L’affaire remonte à 2012, année au cours de laquelle l’inculpé avait  connu le prénommé Bilel Chaouachi membre actif du mouvement salafiste radical « Ansar Echariaa ». Ce dernier est arrivé à le convaincre d’aller se battre en Syrie. L'inculpé a commencé par s’installer en Libye dans un camp d’entraînement pour la formation de jihadistes d’où manipulation des armes à feu et autres exercices.
Une fois prêt pour les combats il s’est rendu en Syrie où il a été affilié à la section nommée »L’armée de Mohamed »Il a été chargé de veiller à la sécurité de citoyens syriens contre des attaques de certaines fractions terroristes dangereuses. Puis après avoir participé à quelques opérations militaires et résisté pendant un bon bout de temps il a été appelé à rejoindre les sections de « Daech » et faire allégeance à leur émir, il a préféré se retirer et revenir en Tunisie.

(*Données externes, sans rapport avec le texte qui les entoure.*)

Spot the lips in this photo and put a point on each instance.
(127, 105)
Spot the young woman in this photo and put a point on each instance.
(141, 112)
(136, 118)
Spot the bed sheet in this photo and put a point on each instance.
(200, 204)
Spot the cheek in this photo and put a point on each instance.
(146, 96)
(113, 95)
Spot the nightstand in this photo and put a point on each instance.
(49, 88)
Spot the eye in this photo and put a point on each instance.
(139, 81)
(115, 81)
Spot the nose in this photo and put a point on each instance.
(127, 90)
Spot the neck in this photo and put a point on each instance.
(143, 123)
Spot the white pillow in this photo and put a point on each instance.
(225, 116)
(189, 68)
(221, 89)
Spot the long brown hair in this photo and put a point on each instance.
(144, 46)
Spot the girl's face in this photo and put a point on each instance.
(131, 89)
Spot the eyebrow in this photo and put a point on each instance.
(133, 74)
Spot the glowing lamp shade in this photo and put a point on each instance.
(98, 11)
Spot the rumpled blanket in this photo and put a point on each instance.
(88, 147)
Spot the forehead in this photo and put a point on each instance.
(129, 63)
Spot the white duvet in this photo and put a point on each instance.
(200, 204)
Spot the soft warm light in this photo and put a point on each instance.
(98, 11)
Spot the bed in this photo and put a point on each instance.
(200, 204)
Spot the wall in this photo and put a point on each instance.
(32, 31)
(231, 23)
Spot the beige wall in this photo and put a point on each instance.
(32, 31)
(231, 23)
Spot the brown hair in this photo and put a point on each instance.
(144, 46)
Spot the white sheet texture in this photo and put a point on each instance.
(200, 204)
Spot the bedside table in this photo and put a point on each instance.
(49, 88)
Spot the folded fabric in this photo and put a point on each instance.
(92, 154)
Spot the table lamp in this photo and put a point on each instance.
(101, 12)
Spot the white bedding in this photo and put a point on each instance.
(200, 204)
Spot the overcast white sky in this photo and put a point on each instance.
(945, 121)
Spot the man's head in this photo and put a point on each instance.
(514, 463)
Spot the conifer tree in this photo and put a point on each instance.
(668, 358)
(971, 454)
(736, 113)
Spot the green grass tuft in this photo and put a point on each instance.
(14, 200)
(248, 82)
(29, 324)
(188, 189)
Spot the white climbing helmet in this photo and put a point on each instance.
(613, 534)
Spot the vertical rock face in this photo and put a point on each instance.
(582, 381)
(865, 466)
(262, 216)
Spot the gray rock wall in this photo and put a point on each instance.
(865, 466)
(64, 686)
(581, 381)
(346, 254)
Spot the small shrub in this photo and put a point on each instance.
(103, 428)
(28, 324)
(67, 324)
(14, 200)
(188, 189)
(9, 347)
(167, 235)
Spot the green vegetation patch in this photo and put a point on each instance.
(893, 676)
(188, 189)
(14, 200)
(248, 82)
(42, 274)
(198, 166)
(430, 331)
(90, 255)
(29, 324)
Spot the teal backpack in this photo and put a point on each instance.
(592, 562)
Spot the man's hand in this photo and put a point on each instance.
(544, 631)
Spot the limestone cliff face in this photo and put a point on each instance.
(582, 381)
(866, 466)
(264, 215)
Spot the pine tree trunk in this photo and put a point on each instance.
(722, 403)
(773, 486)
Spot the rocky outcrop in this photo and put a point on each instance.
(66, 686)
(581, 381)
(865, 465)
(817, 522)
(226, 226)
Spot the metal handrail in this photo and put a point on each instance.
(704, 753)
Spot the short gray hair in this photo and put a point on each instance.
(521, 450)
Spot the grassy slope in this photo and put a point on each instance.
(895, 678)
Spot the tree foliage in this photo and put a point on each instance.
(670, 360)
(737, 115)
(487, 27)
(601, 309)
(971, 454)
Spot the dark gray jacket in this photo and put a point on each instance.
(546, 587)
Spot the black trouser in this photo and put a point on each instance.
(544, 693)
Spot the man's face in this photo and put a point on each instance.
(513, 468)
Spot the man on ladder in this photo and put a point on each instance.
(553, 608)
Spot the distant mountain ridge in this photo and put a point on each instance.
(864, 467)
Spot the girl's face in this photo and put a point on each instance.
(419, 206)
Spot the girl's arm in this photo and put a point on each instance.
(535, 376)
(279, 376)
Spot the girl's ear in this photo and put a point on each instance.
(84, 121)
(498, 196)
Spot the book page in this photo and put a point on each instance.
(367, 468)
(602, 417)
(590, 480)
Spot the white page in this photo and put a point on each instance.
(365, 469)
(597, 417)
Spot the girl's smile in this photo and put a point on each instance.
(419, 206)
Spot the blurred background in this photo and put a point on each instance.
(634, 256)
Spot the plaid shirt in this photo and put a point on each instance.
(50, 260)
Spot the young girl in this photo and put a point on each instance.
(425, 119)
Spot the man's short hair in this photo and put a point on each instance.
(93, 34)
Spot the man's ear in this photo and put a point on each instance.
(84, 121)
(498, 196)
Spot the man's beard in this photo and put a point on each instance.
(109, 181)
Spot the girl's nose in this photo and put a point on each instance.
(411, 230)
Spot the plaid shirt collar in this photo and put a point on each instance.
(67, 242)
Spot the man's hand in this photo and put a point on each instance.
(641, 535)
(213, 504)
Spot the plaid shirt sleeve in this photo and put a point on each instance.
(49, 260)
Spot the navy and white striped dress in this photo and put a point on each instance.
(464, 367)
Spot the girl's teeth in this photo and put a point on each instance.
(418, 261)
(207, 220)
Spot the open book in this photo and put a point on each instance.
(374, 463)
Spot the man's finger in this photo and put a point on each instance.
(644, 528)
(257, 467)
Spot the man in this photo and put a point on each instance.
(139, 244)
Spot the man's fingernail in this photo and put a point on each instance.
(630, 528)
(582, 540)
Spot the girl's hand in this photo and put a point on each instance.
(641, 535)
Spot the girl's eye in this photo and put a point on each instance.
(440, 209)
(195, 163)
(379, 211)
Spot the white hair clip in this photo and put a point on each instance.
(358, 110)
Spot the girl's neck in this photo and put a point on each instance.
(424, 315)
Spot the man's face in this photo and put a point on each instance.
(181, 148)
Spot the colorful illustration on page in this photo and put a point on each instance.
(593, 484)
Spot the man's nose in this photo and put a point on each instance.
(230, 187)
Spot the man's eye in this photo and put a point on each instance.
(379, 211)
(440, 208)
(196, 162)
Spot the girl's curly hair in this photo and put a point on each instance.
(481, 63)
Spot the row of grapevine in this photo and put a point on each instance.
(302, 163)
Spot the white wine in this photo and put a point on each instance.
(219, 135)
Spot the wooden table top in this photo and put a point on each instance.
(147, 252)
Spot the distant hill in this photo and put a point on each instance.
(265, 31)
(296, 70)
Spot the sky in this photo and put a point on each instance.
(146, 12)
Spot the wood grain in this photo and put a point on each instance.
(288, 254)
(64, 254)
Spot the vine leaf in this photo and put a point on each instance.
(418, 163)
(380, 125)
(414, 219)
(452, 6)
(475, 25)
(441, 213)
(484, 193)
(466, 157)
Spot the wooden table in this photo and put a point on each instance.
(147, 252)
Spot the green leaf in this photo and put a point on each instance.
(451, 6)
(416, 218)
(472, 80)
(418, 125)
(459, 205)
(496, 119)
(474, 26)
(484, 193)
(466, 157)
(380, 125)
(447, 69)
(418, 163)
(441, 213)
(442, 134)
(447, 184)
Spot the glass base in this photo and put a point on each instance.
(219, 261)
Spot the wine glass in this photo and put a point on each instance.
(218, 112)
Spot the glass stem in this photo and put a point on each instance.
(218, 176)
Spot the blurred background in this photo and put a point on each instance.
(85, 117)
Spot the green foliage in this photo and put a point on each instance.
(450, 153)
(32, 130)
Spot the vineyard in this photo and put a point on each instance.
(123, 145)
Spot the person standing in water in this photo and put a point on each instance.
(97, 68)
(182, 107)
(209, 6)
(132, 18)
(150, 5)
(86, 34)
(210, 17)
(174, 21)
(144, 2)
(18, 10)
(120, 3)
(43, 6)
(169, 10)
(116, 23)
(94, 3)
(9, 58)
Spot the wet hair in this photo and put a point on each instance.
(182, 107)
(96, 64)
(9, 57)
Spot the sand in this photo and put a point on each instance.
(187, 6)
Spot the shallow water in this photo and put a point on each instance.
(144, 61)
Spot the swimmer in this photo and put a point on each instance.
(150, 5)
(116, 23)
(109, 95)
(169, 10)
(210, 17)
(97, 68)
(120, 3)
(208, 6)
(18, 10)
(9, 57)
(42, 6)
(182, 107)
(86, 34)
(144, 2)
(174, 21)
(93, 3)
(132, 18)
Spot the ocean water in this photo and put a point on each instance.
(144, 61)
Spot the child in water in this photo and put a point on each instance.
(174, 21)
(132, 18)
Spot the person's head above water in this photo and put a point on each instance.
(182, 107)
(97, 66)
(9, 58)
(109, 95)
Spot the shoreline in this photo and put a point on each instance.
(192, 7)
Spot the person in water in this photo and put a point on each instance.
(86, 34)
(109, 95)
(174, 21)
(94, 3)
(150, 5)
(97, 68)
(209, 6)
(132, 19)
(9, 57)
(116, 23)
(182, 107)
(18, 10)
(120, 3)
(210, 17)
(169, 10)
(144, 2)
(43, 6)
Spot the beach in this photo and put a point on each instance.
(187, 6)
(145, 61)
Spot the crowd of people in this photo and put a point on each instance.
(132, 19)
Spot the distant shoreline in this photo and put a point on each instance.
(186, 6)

Interrogé par le juge, il a réitéré ses déclarations données et a affirmé s’être rendu en Syrie où il fut chargé de surveiller les tentes des réfugiés syriens. Il a reconnu avoir participé à des entraînements militaires en Lybie. Il a appris la manipulation des armes et la préparation des explosifs. Avec la naissance du mouvement  « Daech » il a refusé de faire allégeance et s’est enfui et a regagné le pays à travers la Turquie et le Maroc.
Il a déclaré avoir été victime d’un lavage de cerveau de la part de Bilel chaouachi. Et une fois en Syrie il n’avait jamais participé à des opérations militaires ou terroristes.
Son avocat a tenté de convaincre les juges que son client n’a jamais participé à des opérations effectuées par des terroristes. Aucun élément juridique fiable ne se trouve dans son dossier. L’acte d’accusation ne relate que des affirmations données sous la contrainte. Il a conclu sa plaidoirie en demandant l’acquittement pur et simple de son client.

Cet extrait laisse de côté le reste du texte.